Звук лопнувшей трубы
***
Проснуться в пять и воспалённый взгляд
уставить в потолок квартиры съёмной,
где тени предрассветные шалят,
лишенные окраски и объёма,
нам намекает этот театр теней,
что кончен бал, а если и возможна
ещё гастроль летающих коней,
то вряд ли даст своё добро таможня…
Как разорвать дурную полумглу?
В ней свет зажечь – уже, считай, поступок.

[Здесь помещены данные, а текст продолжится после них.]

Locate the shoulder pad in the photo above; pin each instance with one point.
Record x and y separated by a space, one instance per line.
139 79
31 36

Прижаться лбом к холодному стеклу
и думать, думать, думать, думать тупо?
Ну, думаю. Бледнеет след луны,
но скуден небосвод и обезбожен,
а в ощущение лишь звуки нам даны –
дурацких песен, брани и бомбёжек.
***
Ещё один мелькнул, как тать,
трёхсот… да, девяносто третий.
В какой валюте их считать?
В лишённых крова? В мёртвых детях?
В полубезумных стариках,
припавших к чёрным пепелищам?
В крестах, воткнутых впопыхах,
где больше никого не ищут?
В чём счесть его, тот календарь,
те день за днём, весну и зиму,
дотла сожжённых, без следа
домов, и школ, и магазинов,
где яблоневый пенный грех,
где мальвы ростом выше крыши,
где с корнем вырванный орех
горит среди дуплистых вишен?
Как обездоленных собак
исчислить, как зарыть все трупы?
Мой век: Тбилиси, Карабах,
Херсон, Одесса, Мариуполь…
Мой век – расстрелянный аул.
Мой век – расстрелянные толпы.
Что вы считаете, ау?
Какие, в жопу, супер-топы?
От нас, взращённых на крови,
не жди, мой Боже милосердный,
надежды, веры и любви,
понюхай этот воздух серный!
Взгляни на этот карнавал,
на эти рыла, клювы, пасти…
Как Ты вообще обосновал
создание такой напасти?
Крошится небо на куски,
а к нам летят благие вести
и самолётов косяки,
беременные грузом двести.
***
Ева, она же Хава, шла и шла по пустыне,
в полдень искала тени – камень ли, куст, бархан,
до́ ночи там ховалась, покуда песок остынет,
ночью брела, и с сопки глядел на неё архар.
Звёзды ей посылали лазерный свет лазурный,
встроенный в чрево компас вёл её на Дамаск,
где-то пропал мужчина – бе́з вести и без урны,
где-то горели храмы. Зверинцы. Сады. Дома.
Ева, она же Хава, не понимала кары.
Чем она виновата? Чем виноват мужик?
Жили себе и жили, сеяли да пахали,
чужого не брали сроду, просто хотели жить.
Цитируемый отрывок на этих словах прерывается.